I fear the question you posed might be considered ambiguous - the mother could have been granted indefinite leave to enter. My reading of the rules is as follows. If custody of the child is actively shared between the biological parents, one is settled in the UK and the other is resident in Thailand, then the sole responsibility rule of Paragraph 297 still applies, in virtue of Paragraph A280(cool.png. However, if one has been admitted under the new rules to the UK with a view to settlement and the other is resident in Thailand, then Appendix FM Section EC-C applies and sole responsibility is irrelevant!

Whether ECOs, adjudicators and judges will agree that this is what Parliament intended is another matter. (Personally, I don't believe Parliament gave any thought to the matter.) It would also be consistent with an intent to abolish sole responsibility except for applications under the old rules, except that through exceptional circumstances (e.g. bereavement), indefinite leave might conceivably already have been granted under the new rules!

I thought the scenario I put to UKBA was simple . It said :

The applicant wishes to join his mother in the UK. His mother applied for, and was granted a visa ( and leave to enter ) after 9th July 2012. The child applicant will therefore fall to be considered under Appendix FM. Is sole responsibility a consideration ?

So, it was clear that the mother had not been granted ILE or ILR under the old rules.

Posted
I'm being informed by a lawyer on another forum that my assessment above is wrong, and that "sole responsibility" still applies. Presumably that means that the UKBA response is also wrong. I have asked for a fuller explanation of how and why sole responsibility still applies in the scenario described. I will keep the post updated.

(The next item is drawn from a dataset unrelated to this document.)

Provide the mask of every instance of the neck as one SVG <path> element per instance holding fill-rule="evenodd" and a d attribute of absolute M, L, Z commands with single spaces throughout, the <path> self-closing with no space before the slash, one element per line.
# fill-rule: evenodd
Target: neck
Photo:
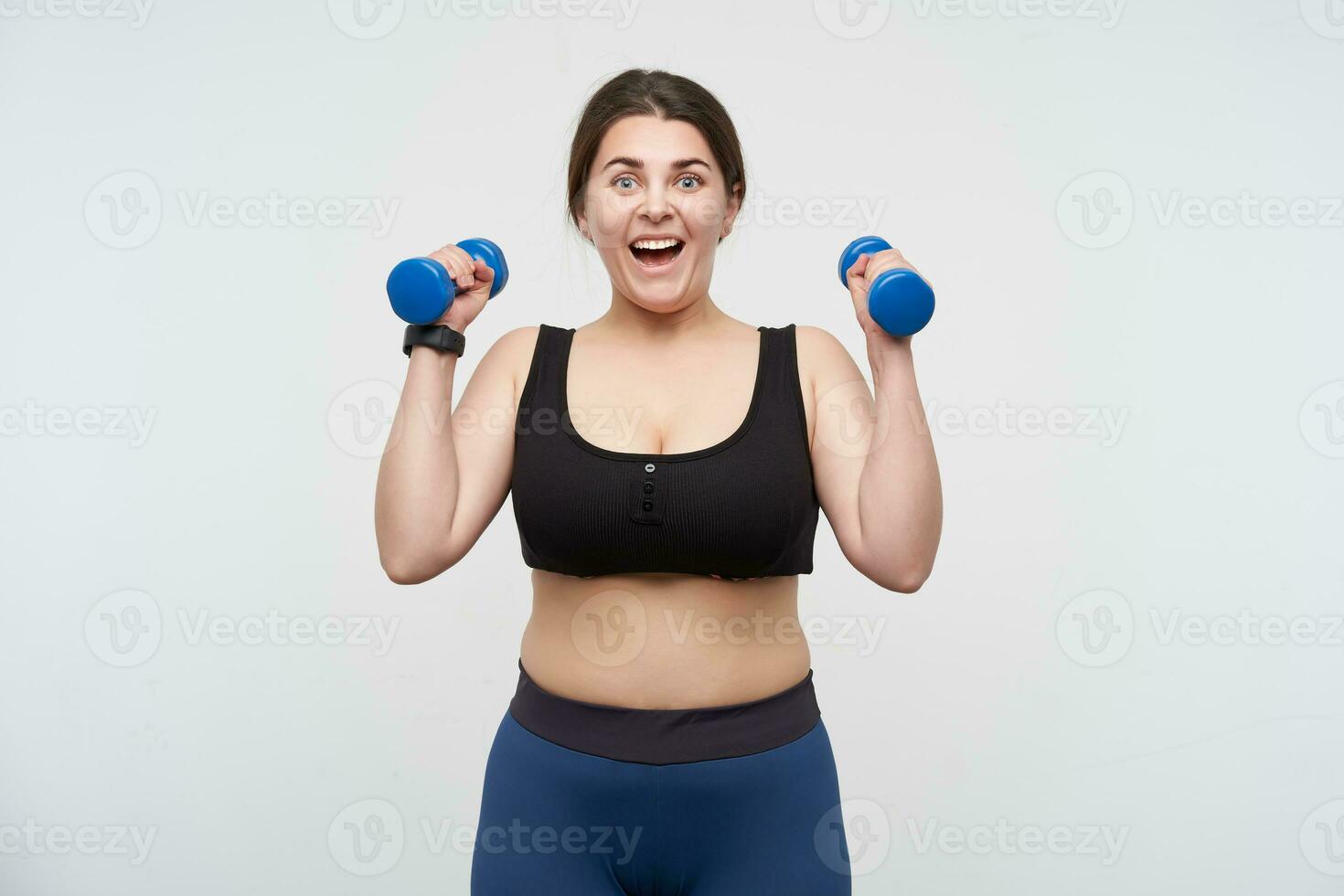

I think I've found your discussion, and that's not quite what he said. He pointed out that Paragraph A280(d) keeps Paragraph 301 alive for families of members of HM Forces. Also, as I said in my previous post, Paragraph 297 (for parents settled in the UK) still has a sole responsibility clause.

He's also advising against trusting the Immigration Directorate Instructions. The current version was written before A280(f) was added, which resuscitated Paragraph 301 for children of parents who got limited leave to remain under the old rules.

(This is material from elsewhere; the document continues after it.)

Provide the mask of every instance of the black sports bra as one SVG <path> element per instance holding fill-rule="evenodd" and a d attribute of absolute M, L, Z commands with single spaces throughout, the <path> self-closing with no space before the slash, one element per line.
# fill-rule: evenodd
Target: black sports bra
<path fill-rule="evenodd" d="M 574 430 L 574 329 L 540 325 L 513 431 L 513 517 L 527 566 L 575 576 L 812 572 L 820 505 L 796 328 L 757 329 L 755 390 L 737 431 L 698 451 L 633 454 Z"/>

I'm not sure that you are correct. He understands exactly what I was saying, but he doesn't agree with it, even though UKBA do.

Posted

Back to the OP's point.

My only suggestion is to apply for the child's visa at the same time as the mother as the proof of responsibity in the child's care will obviously be investigated more for the cases where the child application is done later (as it's obvious the child wasn't staying with the mother),.

Sole responsibility should be covered by the same documentation she needed to get the child a passport in the absence of a father, and assuming mother and child are in the same house book, there would be no significant issue in proving sole responsibility.

Posted

And I would strongly recommend including the father's death certificate, even if it wasn't used when getting the daughter's passport or demonstrating freedom to marry.

As I read the regulations, it would be difficult (but not impossible) to bring the daughter over with the mother if the mother arrived as a fiancée.